A Swift Kick in the IE-OCD

This morning my DH asked what I planned to accomplish today.  Without thinking, I said, “I would like to get out two submissions.”

“Let’s get it done.”  DH settled in next to me and my computer.  He leafed through a golf mag, oblivious to what he was getting into.  Oblivious to the fact that he was initiating a task I had been putting off for weeks months. 

I am a perfectionist when it comes to querying.  And yet, no writing is ever perfect, not even with critique groups and beta readers.  Completed manuscripts still need tweaked or totally rewritten once an agent or editor is on board with the project.  Even with editorial departments and galley proofs, typos and other mistakes make their way into published books.

Nothing is ever perfect in writing.  But by golly, I was trying.

DH riffled through his mag twice, heaved half a dozen sighs and tried to give me some management advice on saving appropriate files for each of my completed manuscripts.  He may have been raedy to beat me with his golf magazine a tad bit frustrated by the fact that I was searching an AQ thread for my dissected query last spring.

“But you don’t understand,” I wailed.  Yes, I actually wailed.  One hour later and 250 words in, I was frustrated by my lack of the perfect query letter.  “I have 300 words to sell this idea.  Three hundred.”


I attempted to put it in his terms.  “If you had to sell a tractor in 300 words, which ones would you use?” 

“Here’s my tractor, here’s how much it costs.  Now buy it.”

Talk about economy.  I’ve never seen an eleven word query letter before.  Nor was I satisfied with his version, even though he was fundamentally right.  Here’s my book, this is what it’s about.  Now rep it.  Please.  Let us not forget the please.

I struggled some more.  DH snatched up one version.  “What’s wrong with this?”

Everything.  Yet I couldn’t possibly explain the anxiety that went into perfecting those sparse paragraphs.  They had to be PACKED with goodness to have an agent request the manuscript.  They were all I had.  I read him a slightly different version–one with four changed sentences. 

“Oh, yeah.  I like that one much better.”

And that’s when it dawned on me.  I have IE-OCD.  My Internal Editor knows full well that there is always a better version.  It refuses to quit tinkering.  It refuses to approve.  It refuses to give me permission to take that next step.  So I don’t.  I read and reread.  I compulsively change one or two words.  I let my queries simmer.  And I wait for my Internal Editor to tell me that I am finally done.  That all is good. 

This morning my DH gave my IE’s OCD a swift kick in the rear.  With his golf club.  “It’s just a five iron, Baby.  You’re a hundred and eighty yards out.”

Now, I’m not obsessed with golf like he is, but I know he was telling me to relax and swing.  To let it go.

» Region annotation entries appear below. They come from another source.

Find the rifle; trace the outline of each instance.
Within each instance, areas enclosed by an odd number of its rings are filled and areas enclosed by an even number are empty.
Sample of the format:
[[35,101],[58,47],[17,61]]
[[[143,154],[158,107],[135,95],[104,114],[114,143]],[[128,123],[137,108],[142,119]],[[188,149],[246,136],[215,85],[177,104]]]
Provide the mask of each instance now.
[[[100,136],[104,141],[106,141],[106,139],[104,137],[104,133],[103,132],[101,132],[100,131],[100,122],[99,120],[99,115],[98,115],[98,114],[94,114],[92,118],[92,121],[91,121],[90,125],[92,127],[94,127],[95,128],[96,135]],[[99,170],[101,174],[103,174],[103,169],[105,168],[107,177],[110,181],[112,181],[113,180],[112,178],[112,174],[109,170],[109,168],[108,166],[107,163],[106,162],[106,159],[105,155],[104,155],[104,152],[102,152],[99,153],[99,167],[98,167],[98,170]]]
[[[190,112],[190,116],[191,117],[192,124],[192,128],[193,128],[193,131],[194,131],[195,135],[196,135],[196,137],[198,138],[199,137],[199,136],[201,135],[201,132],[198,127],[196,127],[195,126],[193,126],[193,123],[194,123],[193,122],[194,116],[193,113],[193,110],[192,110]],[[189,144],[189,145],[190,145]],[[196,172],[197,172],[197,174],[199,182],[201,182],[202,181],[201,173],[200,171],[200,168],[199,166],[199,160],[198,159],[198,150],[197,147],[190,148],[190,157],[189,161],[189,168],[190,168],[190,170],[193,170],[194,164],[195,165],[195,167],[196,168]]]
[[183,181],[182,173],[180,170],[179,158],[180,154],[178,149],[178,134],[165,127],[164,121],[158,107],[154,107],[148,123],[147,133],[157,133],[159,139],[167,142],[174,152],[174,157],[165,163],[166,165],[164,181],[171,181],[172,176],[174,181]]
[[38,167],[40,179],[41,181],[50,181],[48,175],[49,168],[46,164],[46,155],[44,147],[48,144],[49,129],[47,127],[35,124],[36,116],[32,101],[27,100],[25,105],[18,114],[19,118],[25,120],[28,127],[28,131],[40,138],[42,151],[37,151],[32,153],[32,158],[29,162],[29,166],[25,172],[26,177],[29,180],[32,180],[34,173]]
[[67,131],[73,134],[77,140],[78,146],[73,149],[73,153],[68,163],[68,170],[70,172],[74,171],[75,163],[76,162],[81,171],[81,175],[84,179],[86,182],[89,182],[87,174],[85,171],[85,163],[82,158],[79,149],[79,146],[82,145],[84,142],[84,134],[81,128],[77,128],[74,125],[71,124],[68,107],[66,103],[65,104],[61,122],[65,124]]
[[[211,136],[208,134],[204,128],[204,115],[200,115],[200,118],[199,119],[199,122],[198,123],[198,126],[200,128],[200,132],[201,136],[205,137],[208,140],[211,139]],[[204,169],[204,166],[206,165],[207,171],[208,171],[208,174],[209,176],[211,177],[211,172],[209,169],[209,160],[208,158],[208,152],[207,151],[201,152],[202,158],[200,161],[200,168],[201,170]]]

I did.  I hit send, fought the impulse to call my queries back and walked away.  DH may not read often, but he’s got the real world figured out.  And so I leave you with his words of encouragement:

“It’s just a five iron.  You’re a hundred and eighty yards out.” 

What’s the best advice you’ve gotten to kick your Internal Editor’s rear?


8 responses to “A Swift Kick in the IE-OCD

  1. LOL Best advice I ever had: “Shut up, sit down and do it.”

    • That’s quick kick in the rear! I may have to post that one on my computer for the days when my motivation lags. I’ll even attribute it to you with your little avatar pic from my blog!

  2. My IE is a shrieker. She just doesn’t quit. I’m still kinda scared of her. 🙂

    But I’m learning to shut her up a bit more. At the moment I have about 6 pages of hooks, intros and middle paragraphs for my query. And she doens’t like any of them. But I’m nohwere near the querying stage yet, so I’ve got time to reign her in!

    • Jemi,

      Must be rough. Mine doesn’t shriek, though I won’t let her know about yours for fear she starts. Mine just sends me warm fuzzy affirmations that I’m not ready to query yet. And strangely, it’s not the manuscript that she complains about. It’s the queries.

      Maybe she’s just introverted and is afraid of all that success. The spot lights. The interviews. Oprah. NYT Best Seller list. The money. Oh hannah, maybe she just likes our simple home and is afraid of the beach house waiting for us in the Caribbean…

  3. Awesome! Good for you. I think perfectionism is often a cover-up for fear.

    Sometimes, my writing group gets through this by letting someone else read our worst efforts before we revise. Then, we can laugh at our very bad queries, and it lets some of the tension out so we can write the real thing. Then, we can also tell one another, it’s done. Send it. It’s not a baby; put it in the mail.